For Susan Chavarria and her husband, Alex, a tree-trimmer, the program's proposed elimination isn't about the ongoing negotiations between the governor and the Legislature over the budget.

It's about the future: theirs and Santiago's.

"If he can't come to the center, I either have to quit work to take care of him, or he goes to a nursing home that takes Medi-Cal," Susan Chavarria said. "He doesn't have the funds to pay for assisted living. Truly, he'd be in a nursing home."

Missaelides says that would cost the state much more than cutting the program would save – $221 million in Medi-Cal reimbursements to skilled nursing centers and emergency rooms for some 37,000 clients displaced from adult day health programs.

More than that, she says, the loss of 7,600 adult day health jobs could cost the state $94 million in unemployment insurance.

The Yolo Adult Day Health Center would likely close without continued Medi-Cal funding, which covers 70 percent of its clients, said program manager Dawn Myers Purkey.

Jerry Ruff, 72, a retired UC Davis Veterinary School animal technician who suffers from dementia, isn't a Medi-Cal recipient.

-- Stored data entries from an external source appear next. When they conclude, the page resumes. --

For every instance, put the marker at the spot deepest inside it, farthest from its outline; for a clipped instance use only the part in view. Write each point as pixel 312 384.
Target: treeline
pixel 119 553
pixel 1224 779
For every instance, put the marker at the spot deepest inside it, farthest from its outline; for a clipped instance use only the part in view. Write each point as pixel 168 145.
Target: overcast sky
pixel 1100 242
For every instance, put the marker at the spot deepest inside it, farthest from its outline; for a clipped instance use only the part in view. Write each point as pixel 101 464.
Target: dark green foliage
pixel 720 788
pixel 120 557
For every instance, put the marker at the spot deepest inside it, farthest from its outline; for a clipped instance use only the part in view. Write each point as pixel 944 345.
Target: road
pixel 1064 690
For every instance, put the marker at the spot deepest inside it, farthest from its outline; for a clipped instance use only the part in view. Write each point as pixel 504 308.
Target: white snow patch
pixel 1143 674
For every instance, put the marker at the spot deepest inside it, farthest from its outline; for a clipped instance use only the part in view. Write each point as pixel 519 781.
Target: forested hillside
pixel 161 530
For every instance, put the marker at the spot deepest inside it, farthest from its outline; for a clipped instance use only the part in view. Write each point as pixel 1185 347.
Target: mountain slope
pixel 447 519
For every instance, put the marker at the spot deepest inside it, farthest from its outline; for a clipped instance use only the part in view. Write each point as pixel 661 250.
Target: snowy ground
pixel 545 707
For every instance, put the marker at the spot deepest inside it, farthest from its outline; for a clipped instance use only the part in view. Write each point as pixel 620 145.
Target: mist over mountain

His wife of 43 years, Wilean, a kindergarten teacher, pays almost $2,000 a month on her own for his care – $1,210 to the Yolo Adult Day Health program and the rest to a private attendant who helps Jerry board the center's bus after she leaves for school.

She wouldn't be able to afford full-time private care for him, she says.

"If I can't send him to the center, I'll have to quit work immediately," said Ruff. "I won't have a choice. I'll be forced to immediately retire.

"I'm so afraid."


Santiago Chavarria checks out Carol Tam's pet rat. Yolo Adult Day Health Center provides health care and daily activities for patients old and young.

Santiago Chavarria gets ready to take a nap after his daughter-in-law Susan Chavarria, right, tucks him in at home in Knights Landing. The state's adult day program is also a lifeline for Wilean Ruff of Davis, who says she'll have to quit her job two years shy of full retirement if she has to care for her husband, Jerry, at home – a move that would hurt her financially for the rest of her life. "I won't have a choice," says Ruff, whose husband has dementia. "I'll be forced to immediately retire. I'm so afraid."

Activity assistant Rebecca Culverson, left, helps Santiago Chavarria play dominoes with his 73-year-old brother, Eduardo, right, at Yolo Adult Day Health Center. Program cuts could eliminate 7,600 jobs as well as shifting 37,000 clients to nursing homes or the state's in-home care program.